Great point, Rudri – sometimes we don’t know what drives us but it could possibly be easily explained by either our DNA or a collective consciousness within our own family tree. I love reading about these snippets of your life because we do have many things in common – having our mom with us is one of them. And I will tap into my mother’s past and thus our own history just as you do while I still can so my daughter and I can understand ourselves better.
Justine: I encourage you to tap into your Mom’s past. It is so revealing and for me, personally, it has been so cathartic. My mom loves to talk about her past. It is a way of transporting herself into a time that was less painful and more alive.
Rudri, this was beautiful and exquisite. I love this line, “we are all dependent on the veins of yesterday”. I so believe this, that we are complex beings, with intricate memories in our DNA. Only understood when confirmed with stories from the past. Thank you for your gorgeous words.

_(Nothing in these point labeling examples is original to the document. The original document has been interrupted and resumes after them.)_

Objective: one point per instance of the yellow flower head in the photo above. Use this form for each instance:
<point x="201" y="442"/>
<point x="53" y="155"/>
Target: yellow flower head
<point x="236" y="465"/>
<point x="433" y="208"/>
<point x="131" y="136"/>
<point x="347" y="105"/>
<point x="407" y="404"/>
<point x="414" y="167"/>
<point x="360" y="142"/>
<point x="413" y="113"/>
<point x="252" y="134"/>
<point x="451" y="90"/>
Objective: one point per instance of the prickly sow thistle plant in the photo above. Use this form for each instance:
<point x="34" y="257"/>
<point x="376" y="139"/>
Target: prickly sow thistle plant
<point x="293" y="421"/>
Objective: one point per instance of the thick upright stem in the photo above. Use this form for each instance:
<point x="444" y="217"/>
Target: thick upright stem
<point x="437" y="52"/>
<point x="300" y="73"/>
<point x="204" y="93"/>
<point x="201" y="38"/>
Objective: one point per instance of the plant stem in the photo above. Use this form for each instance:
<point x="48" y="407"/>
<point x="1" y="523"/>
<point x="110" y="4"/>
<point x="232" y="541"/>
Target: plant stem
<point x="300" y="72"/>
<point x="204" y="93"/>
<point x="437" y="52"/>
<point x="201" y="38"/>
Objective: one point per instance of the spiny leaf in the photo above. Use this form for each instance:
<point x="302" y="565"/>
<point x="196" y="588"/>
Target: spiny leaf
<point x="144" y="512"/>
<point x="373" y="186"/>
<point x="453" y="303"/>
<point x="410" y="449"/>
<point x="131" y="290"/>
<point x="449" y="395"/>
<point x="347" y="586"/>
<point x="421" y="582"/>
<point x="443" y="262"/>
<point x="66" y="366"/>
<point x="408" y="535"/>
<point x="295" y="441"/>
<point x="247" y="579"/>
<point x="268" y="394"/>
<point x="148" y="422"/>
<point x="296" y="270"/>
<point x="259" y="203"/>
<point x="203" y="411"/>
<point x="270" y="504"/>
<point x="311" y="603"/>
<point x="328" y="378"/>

Thanks Denise for stopping by. I think there are multiple layers to our DNA. I believe it takes chiseling away at our ancestry’s past to reveal what our own DNA means.
You’ve reminded me to ask these types of questions of my mother and grandmother. Thank you!
Thanks Amy! I know you will find out revelations about yourself by the answers that they offer.
Well as you can probably guess, I know *exactly* what you’re talking about! We carry our ancestors DNA and it most definitely shapes who we are and certainly, learning about how those before us have lived gives us an understanding of both them, and us.
Of course Jayne. I loved your post about the UK census in 1911. I think, as we dig into our past and what our relatives carried in their past, we uncover and understand ourselves a little better.